In a letter to readers, CR Lawn, the founder of Fedco, said that the only new seed that rated multiple mentions in a survey he and two top staffers fill out as they begin to plan the catalog was Baltisk Rod Purpurkal kale. Fedco received seed from a supplier in Sweden in 2008, before kale was as trendy is it is now, and this is the first year it had enough to sell.

The catalog praises the “deep psychedelic dark green and purple-red shades these frilly curled leaves take on as the autumnal chill deepens.” Order quickly if you want it, because it will run out.

Trials supervisor Heron (Like Madonna, he seems to have only one name, at least in the catalog) praised Top Hat, an open-pollinated sweet corn that an Oregon breeder developed with a grant from the Organic Farming Research Foundation. At a time when supersweet corns have taken over, this has “full corny flavor with enough sweetness.”


One of my wife Nancy’s favorite phrases is “I’d rather be lucky than smart,” and I had some luck this year. Last year I grew black coco beans, but not enough for any serious eating. After interviewing seed-saving guru Will Bonsall, I saved the entire production. Well, the black coco is not available this year – and I have quite a bit of it saved for our own garden.
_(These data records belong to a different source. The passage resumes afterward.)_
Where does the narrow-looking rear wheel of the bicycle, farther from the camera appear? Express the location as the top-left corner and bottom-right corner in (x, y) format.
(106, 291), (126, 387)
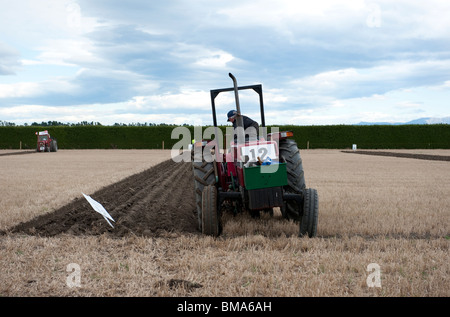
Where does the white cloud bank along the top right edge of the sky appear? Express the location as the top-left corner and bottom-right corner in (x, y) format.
(217, 0), (450, 38)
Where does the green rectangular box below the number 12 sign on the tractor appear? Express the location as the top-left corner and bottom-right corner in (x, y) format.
(244, 163), (287, 190)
The Mitla bean that I grew before Fedco stopped carrying it about five years ago – and replaced with the black coco – is back, however.

Johnny’s Selected Seeds – I wrote about their peppers last week – has a couple of interesting introductions that weren’t All America Selections. Cherry Bomb is a cherry tomato that is resistant to late blight and is ideal for organic growers. Albion is a disease-resistant strawberry that will produce fruit its first year.

Pinetree carried the flower seed that excited me most – for compact 24-inch cannas in yellow, rose and red that you can seed at home, starting indoors and putting outside once the danger of frost is past. They are supposed to blossom 90 days after sowing and continue blooming all summer.

Wood Prairie Farm, an organic grower in Aroostook County that has expanded its offerings well beyond potatoes, listed no new varieties. But it did feature a study by North Dakota State University that said Wood Prairie Farm’s seed potatoes produced the best yield and quality of any grower.

I found two interesting seeds from out-of-state catalogs. For gardeners who want sugar snap peas without having to deal with vines that grow 8 feet tall, Burpee and Vermont Bean Seed Company list Little SnapPea Crunch. It grows only 32 inches tall, is self supporting, and can be grown in containers. Burpee also is introducing Meatball Hybrid eggplant as its best substitute for meat – dense, moist, flavorful and large.

Anyway, these are the things I liked. You might like other things better. So, free up a few hours to read the catalogs. Spring will be here before you know it.